The research from Purdue University, first spotted by news outlet Futurism, was presented earlier this month at the Computer-Human Interaction Conference in Hawaii and looked at 517 programming questions on Stack Overflow that were then fed to ChatGPT.
“Our analysis shows that 52% of ChatGPT answers contain incorrect information and 77% are verbose,” the new study explained. “Nonetheless, our user study participants still preferred ChatGPT answers 35% of the time due to their comprehensiveness and well-articulated language style.”
Disturbingly, programmers in the study didn’t always catch the mistakes being produced by the AI chatbot.
“However, they also overlooked the misinformation in the ChatGPT answers 39% of the time,” according to the study. “This implies the need to counter misinformation in ChatGPT answers to programming questions and raise awareness of the risks associated with seemingly correct answers.”
Yeah it’s wrong a lot but as a developer, damn it’s useful. I use Gemini for asking questions and Copilot in my IDE personally, and it’s really good at doing mundane text editing bullshit quickly and writing boilerplate, which is a massive time saver. Gemini has at least pointed me in the right direction with quite obscure issues or helped pinpoint the cause of hidden bugs many times. I treat it like an intelligent rubber duck rather than expecting it to just solve everything for me outright.

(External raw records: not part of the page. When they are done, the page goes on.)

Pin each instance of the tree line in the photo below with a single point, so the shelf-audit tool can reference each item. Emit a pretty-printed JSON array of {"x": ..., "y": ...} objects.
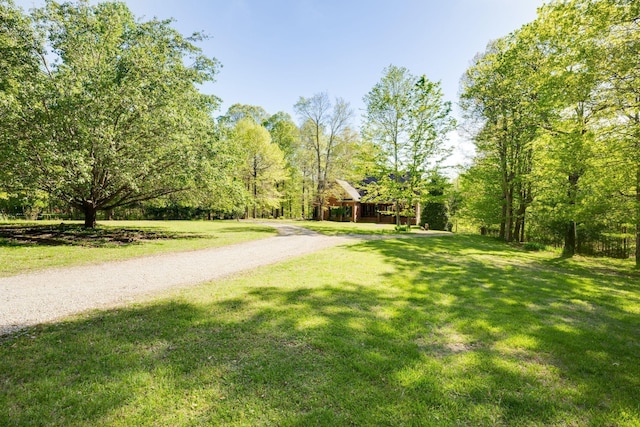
[
  {"x": 102, "y": 112},
  {"x": 554, "y": 111}
]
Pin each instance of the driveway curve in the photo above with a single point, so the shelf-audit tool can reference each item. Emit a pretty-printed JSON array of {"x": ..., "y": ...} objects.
[{"x": 48, "y": 295}]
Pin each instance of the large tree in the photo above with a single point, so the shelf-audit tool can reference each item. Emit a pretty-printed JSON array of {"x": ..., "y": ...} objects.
[
  {"x": 408, "y": 120},
  {"x": 324, "y": 127},
  {"x": 498, "y": 97},
  {"x": 112, "y": 116},
  {"x": 264, "y": 166}
]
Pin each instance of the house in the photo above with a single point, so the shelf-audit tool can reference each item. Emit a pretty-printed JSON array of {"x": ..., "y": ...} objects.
[{"x": 345, "y": 204}]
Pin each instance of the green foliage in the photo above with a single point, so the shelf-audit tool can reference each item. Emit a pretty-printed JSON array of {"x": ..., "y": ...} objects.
[
  {"x": 263, "y": 167},
  {"x": 445, "y": 331},
  {"x": 407, "y": 120},
  {"x": 327, "y": 145},
  {"x": 554, "y": 116},
  {"x": 112, "y": 115},
  {"x": 534, "y": 246}
]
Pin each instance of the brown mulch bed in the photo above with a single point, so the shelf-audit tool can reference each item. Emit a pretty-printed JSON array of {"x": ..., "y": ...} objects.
[{"x": 77, "y": 235}]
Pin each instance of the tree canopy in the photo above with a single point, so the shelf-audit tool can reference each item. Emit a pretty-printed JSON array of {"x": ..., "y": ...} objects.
[{"x": 109, "y": 113}]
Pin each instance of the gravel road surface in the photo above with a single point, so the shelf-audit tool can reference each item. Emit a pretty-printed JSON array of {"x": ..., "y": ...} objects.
[{"x": 30, "y": 299}]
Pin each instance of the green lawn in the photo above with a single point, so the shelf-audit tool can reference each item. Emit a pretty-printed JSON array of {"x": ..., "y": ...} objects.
[
  {"x": 18, "y": 256},
  {"x": 337, "y": 228},
  {"x": 427, "y": 331}
]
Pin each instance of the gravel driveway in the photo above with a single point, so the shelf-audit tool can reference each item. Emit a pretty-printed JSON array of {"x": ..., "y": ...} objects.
[{"x": 29, "y": 299}]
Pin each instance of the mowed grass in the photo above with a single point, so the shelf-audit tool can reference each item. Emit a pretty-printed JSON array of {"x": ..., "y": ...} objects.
[
  {"x": 18, "y": 257},
  {"x": 339, "y": 228},
  {"x": 441, "y": 331}
]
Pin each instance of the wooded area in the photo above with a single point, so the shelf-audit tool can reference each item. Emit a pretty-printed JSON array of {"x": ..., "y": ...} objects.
[
  {"x": 554, "y": 111},
  {"x": 101, "y": 114}
]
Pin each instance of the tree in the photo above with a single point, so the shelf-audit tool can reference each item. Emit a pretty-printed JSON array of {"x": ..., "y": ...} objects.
[
  {"x": 112, "y": 117},
  {"x": 565, "y": 32},
  {"x": 323, "y": 124},
  {"x": 408, "y": 119},
  {"x": 264, "y": 166},
  {"x": 435, "y": 213},
  {"x": 621, "y": 107},
  {"x": 18, "y": 66},
  {"x": 286, "y": 135}
]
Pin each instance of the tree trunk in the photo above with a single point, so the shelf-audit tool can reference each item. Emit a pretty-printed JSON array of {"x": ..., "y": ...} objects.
[
  {"x": 638, "y": 217},
  {"x": 90, "y": 213},
  {"x": 570, "y": 239},
  {"x": 503, "y": 220},
  {"x": 571, "y": 235}
]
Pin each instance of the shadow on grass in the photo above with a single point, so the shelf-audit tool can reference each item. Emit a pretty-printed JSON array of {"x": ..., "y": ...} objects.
[
  {"x": 77, "y": 235},
  {"x": 463, "y": 332}
]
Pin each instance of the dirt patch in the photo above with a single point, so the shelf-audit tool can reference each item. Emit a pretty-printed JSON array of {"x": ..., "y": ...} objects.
[{"x": 77, "y": 235}]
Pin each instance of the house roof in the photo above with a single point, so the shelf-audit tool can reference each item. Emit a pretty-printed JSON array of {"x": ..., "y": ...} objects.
[{"x": 348, "y": 188}]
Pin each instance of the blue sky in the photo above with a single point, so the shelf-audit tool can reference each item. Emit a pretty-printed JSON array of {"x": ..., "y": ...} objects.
[{"x": 274, "y": 51}]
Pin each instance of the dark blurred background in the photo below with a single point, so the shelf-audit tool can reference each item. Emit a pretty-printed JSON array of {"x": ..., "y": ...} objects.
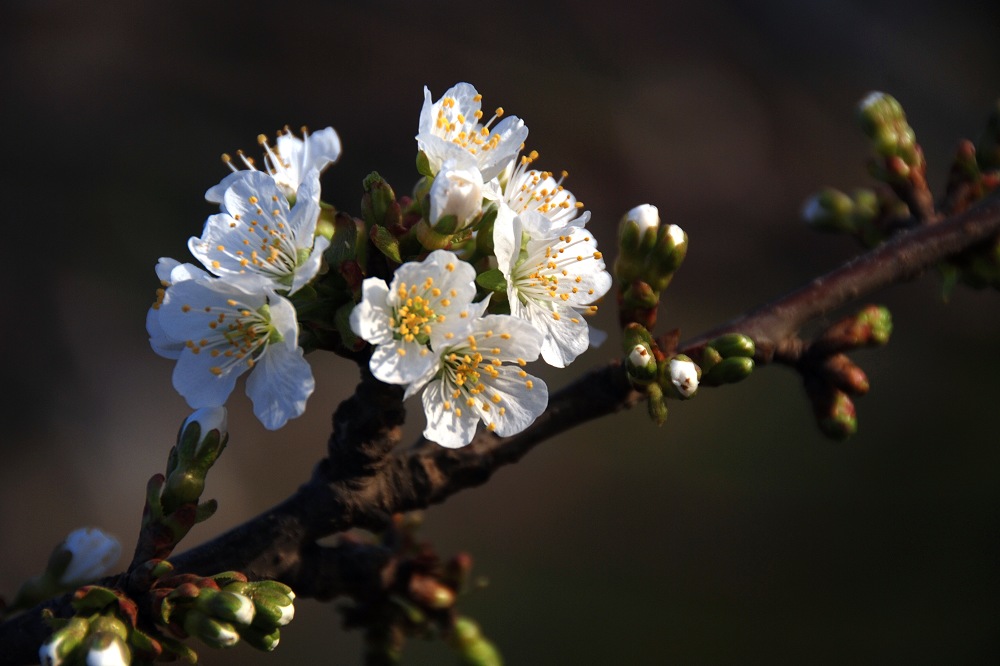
[{"x": 734, "y": 534}]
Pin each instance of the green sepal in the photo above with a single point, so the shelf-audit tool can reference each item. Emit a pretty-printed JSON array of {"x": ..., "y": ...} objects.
[
  {"x": 386, "y": 243},
  {"x": 492, "y": 280}
]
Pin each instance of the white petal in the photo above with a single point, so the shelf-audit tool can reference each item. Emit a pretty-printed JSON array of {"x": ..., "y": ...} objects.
[
  {"x": 391, "y": 367},
  {"x": 370, "y": 317},
  {"x": 279, "y": 385},
  {"x": 445, "y": 426},
  {"x": 521, "y": 404}
]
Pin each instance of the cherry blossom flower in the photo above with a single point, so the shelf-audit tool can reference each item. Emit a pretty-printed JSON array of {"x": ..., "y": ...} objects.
[
  {"x": 478, "y": 376},
  {"x": 554, "y": 274},
  {"x": 226, "y": 327},
  {"x": 400, "y": 318},
  {"x": 288, "y": 162},
  {"x": 456, "y": 191},
  {"x": 259, "y": 232},
  {"x": 451, "y": 128}
]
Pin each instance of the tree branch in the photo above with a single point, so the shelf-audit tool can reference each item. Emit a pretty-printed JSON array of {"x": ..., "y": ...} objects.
[{"x": 367, "y": 478}]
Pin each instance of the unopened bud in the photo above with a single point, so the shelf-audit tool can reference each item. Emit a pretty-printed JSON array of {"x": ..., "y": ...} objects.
[
  {"x": 212, "y": 632},
  {"x": 656, "y": 405},
  {"x": 472, "y": 646},
  {"x": 92, "y": 554},
  {"x": 734, "y": 344},
  {"x": 108, "y": 649},
  {"x": 227, "y": 606},
  {"x": 829, "y": 210},
  {"x": 456, "y": 193},
  {"x": 640, "y": 365},
  {"x": 728, "y": 371},
  {"x": 684, "y": 375},
  {"x": 260, "y": 639},
  {"x": 378, "y": 203},
  {"x": 57, "y": 649}
]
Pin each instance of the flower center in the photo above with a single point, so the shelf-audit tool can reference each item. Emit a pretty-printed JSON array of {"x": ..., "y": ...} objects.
[
  {"x": 237, "y": 334},
  {"x": 467, "y": 133},
  {"x": 411, "y": 321}
]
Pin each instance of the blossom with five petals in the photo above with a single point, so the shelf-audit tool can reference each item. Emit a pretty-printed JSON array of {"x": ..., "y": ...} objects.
[
  {"x": 478, "y": 376},
  {"x": 257, "y": 231},
  {"x": 224, "y": 328},
  {"x": 554, "y": 274},
  {"x": 400, "y": 318}
]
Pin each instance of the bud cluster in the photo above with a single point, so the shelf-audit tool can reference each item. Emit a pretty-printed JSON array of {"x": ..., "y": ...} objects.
[
  {"x": 223, "y": 609},
  {"x": 419, "y": 601},
  {"x": 648, "y": 256},
  {"x": 102, "y": 631},
  {"x": 172, "y": 499},
  {"x": 831, "y": 379}
]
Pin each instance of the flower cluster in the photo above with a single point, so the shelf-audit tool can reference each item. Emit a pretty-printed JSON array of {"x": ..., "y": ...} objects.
[
  {"x": 487, "y": 267},
  {"x": 235, "y": 315}
]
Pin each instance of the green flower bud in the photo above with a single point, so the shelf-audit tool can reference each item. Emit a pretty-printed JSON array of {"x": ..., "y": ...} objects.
[
  {"x": 472, "y": 646},
  {"x": 228, "y": 606},
  {"x": 838, "y": 418},
  {"x": 107, "y": 649},
  {"x": 829, "y": 210},
  {"x": 728, "y": 371},
  {"x": 57, "y": 649},
  {"x": 260, "y": 639},
  {"x": 884, "y": 122},
  {"x": 734, "y": 344},
  {"x": 212, "y": 632},
  {"x": 378, "y": 204}
]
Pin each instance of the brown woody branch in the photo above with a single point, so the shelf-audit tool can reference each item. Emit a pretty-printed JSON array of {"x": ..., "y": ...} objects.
[{"x": 368, "y": 477}]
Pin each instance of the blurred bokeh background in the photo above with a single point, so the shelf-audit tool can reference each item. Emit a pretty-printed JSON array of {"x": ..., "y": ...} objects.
[{"x": 734, "y": 534}]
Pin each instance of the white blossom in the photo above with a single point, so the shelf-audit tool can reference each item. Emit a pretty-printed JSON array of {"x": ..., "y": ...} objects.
[
  {"x": 400, "y": 318},
  {"x": 451, "y": 128},
  {"x": 226, "y": 327},
  {"x": 288, "y": 162},
  {"x": 257, "y": 231},
  {"x": 478, "y": 376},
  {"x": 554, "y": 275}
]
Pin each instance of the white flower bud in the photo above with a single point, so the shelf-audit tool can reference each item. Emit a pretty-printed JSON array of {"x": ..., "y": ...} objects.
[
  {"x": 684, "y": 376},
  {"x": 93, "y": 554},
  {"x": 676, "y": 234},
  {"x": 108, "y": 650},
  {"x": 458, "y": 192},
  {"x": 640, "y": 357},
  {"x": 645, "y": 216}
]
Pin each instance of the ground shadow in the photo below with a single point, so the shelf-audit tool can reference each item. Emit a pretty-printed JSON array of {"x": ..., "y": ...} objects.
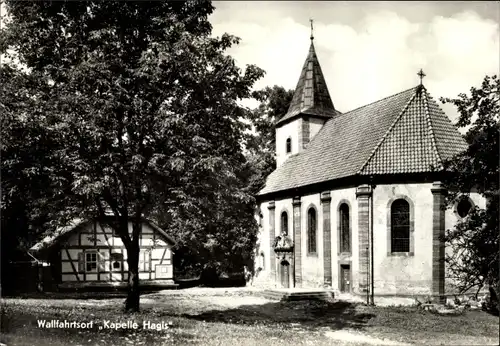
[
  {"x": 306, "y": 314},
  {"x": 83, "y": 294}
]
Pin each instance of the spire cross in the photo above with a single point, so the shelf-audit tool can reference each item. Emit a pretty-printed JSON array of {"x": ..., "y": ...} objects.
[
  {"x": 421, "y": 74},
  {"x": 312, "y": 37}
]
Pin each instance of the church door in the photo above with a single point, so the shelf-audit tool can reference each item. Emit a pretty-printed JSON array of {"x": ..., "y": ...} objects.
[
  {"x": 345, "y": 278},
  {"x": 285, "y": 274}
]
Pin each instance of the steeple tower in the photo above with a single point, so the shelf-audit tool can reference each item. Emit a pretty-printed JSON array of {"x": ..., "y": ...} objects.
[{"x": 310, "y": 108}]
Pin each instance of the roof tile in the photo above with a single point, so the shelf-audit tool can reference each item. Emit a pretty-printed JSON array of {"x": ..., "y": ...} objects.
[{"x": 403, "y": 133}]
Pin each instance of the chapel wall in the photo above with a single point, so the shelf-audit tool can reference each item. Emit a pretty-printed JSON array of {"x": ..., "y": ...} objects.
[
  {"x": 348, "y": 196},
  {"x": 312, "y": 263},
  {"x": 399, "y": 273},
  {"x": 289, "y": 130}
]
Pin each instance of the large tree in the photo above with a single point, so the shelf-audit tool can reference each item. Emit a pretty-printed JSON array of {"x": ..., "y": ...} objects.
[
  {"x": 139, "y": 103},
  {"x": 475, "y": 239}
]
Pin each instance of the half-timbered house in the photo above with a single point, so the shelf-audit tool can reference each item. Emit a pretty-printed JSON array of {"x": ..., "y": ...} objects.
[{"x": 89, "y": 253}]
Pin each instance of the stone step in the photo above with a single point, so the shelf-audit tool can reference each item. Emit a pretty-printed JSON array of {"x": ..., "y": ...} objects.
[{"x": 298, "y": 295}]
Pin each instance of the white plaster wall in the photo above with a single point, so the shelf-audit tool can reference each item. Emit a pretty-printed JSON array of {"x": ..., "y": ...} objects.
[
  {"x": 262, "y": 277},
  {"x": 403, "y": 274},
  {"x": 292, "y": 130}
]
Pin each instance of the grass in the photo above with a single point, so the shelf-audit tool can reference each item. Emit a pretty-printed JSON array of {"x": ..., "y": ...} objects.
[{"x": 217, "y": 318}]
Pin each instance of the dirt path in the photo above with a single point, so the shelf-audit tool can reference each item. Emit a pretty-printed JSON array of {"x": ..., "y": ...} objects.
[{"x": 352, "y": 336}]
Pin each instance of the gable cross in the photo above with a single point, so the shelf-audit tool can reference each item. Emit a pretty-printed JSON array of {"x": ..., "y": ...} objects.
[{"x": 421, "y": 74}]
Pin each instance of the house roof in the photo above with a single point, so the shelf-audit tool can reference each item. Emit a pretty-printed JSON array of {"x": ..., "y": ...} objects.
[
  {"x": 403, "y": 133},
  {"x": 311, "y": 95},
  {"x": 73, "y": 225}
]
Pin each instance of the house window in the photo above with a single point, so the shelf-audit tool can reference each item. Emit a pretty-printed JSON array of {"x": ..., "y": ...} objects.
[
  {"x": 345, "y": 239},
  {"x": 144, "y": 261},
  {"x": 284, "y": 223},
  {"x": 464, "y": 207},
  {"x": 400, "y": 226},
  {"x": 311, "y": 230},
  {"x": 91, "y": 261},
  {"x": 116, "y": 260}
]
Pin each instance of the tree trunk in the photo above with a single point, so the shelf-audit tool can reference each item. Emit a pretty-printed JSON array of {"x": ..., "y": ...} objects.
[{"x": 133, "y": 294}]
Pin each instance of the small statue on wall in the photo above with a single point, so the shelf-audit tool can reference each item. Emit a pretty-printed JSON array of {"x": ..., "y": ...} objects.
[{"x": 283, "y": 243}]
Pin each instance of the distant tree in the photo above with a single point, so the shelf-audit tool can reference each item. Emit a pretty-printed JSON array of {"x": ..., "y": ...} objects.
[
  {"x": 475, "y": 239},
  {"x": 261, "y": 145},
  {"x": 129, "y": 107}
]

That’s a good way to use it. Like every technological evolution it comes with risks and downsides. But if you are aware of that and know how to use it, it can be a useful tool.
And as always, it only gets better over time. One day we will probably rely more heavily on such AI tools, so it’s a good idea to adapt quickly.
You have no idea how many times I mentioned this observation from my own experience and people attacked me like I called their baby ugly
ChatGPT in its current form is good help, but nowhere ready to actually replace anyone
A lot of firms are trying to outsource their dev work overseas to communities of non-English speakers, and then handing the result off to a tiny support team.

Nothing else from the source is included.